What are the alternative hypotheses to explain the etiology of CDH?

Previous links between CDH and altered thyroid hormone signaling and one-carbon metabolism, have been suggested but not supported by further analyses.58,141,142,154 Other alternative hypotheses that remain to be fully explored include a possible role for maternal dietary vitamin D intake,155,156 as well as an emerging interest in extracellular vesicles and micro RNAs.5,157

Does the Retinoid Hypothesis link abnormal diaphragm and lung development?

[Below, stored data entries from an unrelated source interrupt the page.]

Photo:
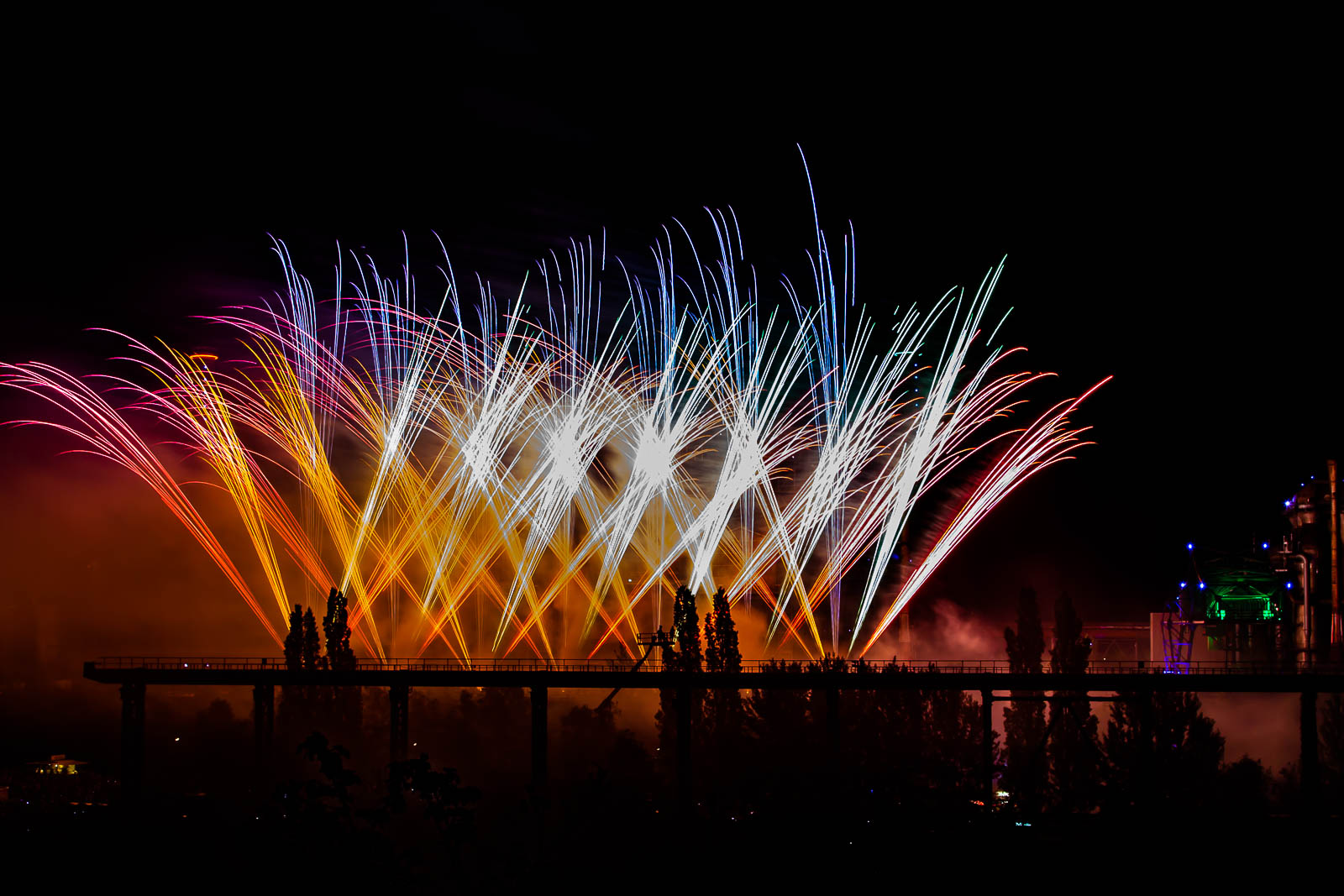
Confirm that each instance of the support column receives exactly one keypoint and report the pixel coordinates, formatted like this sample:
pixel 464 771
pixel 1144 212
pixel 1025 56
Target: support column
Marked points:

While beyond the scope of the current review, it is important to acknowledge that RA signaling is important in lung organogenesis.136,137,138 In 2000, Keijzer et al. proposed the Dual-hit Hypothesis to explain pulmonary hypoplasia in CDH, which included a direct effect on the lung (first hit) and indirect effects via physical compression secondary to herniation (second hit).139 Given RA’s role in lung development, and its emerging role in the diaphragm, the Retinoid Hypothesis is consistent with a dual-hit model of lung damage in CDH. Here, perturbed RA signaling could contribute to abnormal lung development (first hit), which would be compounded by the effects of perturbed RA signaling on diaphragm formation leading to abdominal organ herniation and further damage to the lungs (second hit), as explored by others.140,141,142 Whether altered RA signaling contributes to both abnormal lung and diaphragm development in CDH requires further study.

How does the Retinoid Hypothesis relate to CDH in humans?

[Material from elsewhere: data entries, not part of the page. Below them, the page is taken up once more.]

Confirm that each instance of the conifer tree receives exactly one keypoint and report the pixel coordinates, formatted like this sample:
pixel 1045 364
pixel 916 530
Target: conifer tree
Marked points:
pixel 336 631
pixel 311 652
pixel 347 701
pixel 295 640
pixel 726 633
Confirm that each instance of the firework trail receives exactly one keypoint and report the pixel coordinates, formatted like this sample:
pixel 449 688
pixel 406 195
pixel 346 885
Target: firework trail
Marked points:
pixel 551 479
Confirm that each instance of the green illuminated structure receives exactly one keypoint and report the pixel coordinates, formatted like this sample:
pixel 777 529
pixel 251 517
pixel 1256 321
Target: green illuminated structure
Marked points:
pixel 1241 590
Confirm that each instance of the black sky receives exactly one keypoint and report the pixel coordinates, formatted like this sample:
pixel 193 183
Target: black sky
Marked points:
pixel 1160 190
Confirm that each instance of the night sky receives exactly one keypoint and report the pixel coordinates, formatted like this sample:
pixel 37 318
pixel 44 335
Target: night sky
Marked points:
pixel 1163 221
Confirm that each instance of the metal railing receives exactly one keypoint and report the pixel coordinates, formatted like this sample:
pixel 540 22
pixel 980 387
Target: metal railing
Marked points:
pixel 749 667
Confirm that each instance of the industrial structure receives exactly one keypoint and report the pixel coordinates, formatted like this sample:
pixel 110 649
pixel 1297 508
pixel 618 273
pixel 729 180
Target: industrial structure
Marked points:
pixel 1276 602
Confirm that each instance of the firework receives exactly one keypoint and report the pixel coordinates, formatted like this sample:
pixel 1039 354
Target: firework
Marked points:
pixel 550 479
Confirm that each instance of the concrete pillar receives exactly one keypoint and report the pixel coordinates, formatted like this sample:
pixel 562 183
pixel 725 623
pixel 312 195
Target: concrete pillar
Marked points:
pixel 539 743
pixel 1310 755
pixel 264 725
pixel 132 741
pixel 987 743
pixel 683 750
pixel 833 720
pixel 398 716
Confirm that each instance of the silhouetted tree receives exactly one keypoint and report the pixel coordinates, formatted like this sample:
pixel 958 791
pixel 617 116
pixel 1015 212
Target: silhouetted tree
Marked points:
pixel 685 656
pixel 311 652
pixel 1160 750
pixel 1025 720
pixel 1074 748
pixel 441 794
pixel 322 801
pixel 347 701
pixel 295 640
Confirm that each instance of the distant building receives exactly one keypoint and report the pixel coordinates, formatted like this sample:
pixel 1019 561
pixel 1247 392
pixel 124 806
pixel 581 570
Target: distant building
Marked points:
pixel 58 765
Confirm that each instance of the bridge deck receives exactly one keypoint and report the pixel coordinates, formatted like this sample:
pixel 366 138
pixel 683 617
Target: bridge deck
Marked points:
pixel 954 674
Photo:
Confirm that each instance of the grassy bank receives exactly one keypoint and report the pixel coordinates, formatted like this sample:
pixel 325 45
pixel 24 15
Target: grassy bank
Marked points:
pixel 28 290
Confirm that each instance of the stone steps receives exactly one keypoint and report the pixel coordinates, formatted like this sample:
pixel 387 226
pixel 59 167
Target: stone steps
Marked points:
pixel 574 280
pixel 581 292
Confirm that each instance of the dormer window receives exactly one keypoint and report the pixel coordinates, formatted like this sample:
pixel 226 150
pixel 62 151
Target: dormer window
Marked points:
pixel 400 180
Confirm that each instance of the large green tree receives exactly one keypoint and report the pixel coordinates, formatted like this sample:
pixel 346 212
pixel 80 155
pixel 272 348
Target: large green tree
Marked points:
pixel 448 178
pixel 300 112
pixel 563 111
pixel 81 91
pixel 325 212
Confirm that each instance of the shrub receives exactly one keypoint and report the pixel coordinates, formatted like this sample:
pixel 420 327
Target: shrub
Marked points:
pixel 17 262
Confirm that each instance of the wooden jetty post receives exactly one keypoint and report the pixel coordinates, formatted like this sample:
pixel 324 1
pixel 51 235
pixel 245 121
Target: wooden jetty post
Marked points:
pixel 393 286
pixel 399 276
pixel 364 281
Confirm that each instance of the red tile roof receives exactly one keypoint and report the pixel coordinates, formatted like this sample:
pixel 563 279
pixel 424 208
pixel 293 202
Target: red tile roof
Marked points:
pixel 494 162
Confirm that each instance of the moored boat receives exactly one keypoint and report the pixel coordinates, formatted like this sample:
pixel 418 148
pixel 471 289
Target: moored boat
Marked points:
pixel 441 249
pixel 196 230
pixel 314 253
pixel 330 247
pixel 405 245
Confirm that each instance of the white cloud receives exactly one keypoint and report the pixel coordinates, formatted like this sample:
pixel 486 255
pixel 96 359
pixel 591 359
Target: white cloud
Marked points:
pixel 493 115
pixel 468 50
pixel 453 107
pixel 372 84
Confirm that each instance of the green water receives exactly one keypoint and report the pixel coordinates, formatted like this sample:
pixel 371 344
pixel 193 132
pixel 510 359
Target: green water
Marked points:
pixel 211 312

The strongest evidence for the Retinoid Hypothesis comes from animal models. To strengthen the link with human CDH there should be a continued emphasis on studying the importance of maternal dietary vitamin A intake as a risk factor for CDH, more attention paid to markers of maternal and fetal vitamin A status in CDH, and a continued exploration of interactions between RA signaling and CDH-associated genes.

How do we leverage our understanding of the Retinoid Hypothesis to lessen the impact of CDH?

Zani et al. recently emphasized that by improving our understanding of CDH’s etiology we may improve its diagnosis and allow earlier interventions to improve CDH outcomes.5 Retinoid administration is already being studied as a tool to improve lung development in preclinical models of CDH,158,159,160 which may be optimized by improving our understanding of underlying defects in RA signaling. Furthermore, if early genetic testing revealed mutations in genes linked with RA signaling, it might be possible to intervene with retinoids to help ameliorate damage to the developing diaphragm/lungs, lessening the impact of CDH. At the population level, we and others believe that attaining optimal maternal dietary vitamin A intake may help lessen the impact of CDH.57,103 This would require efforts highlighting the importance of adequate periconceptional vitamin A intake in women, and their potential benefits with respect to CDH.

Concluding remarks

In the 20 years since the Retinoid Hypothesis was first proposed many studies across multiple disciplines have further supported the relationship between RA signaling and the formation of CDH.31 While the Retinoid Hypothesis has a strong evidence base derived from animal models and growing support from clinical studies, it does have limitations and gaps in our knowledge remain that should guide future research in the field, hopefully translating to improved outcomes for newborns with CDH.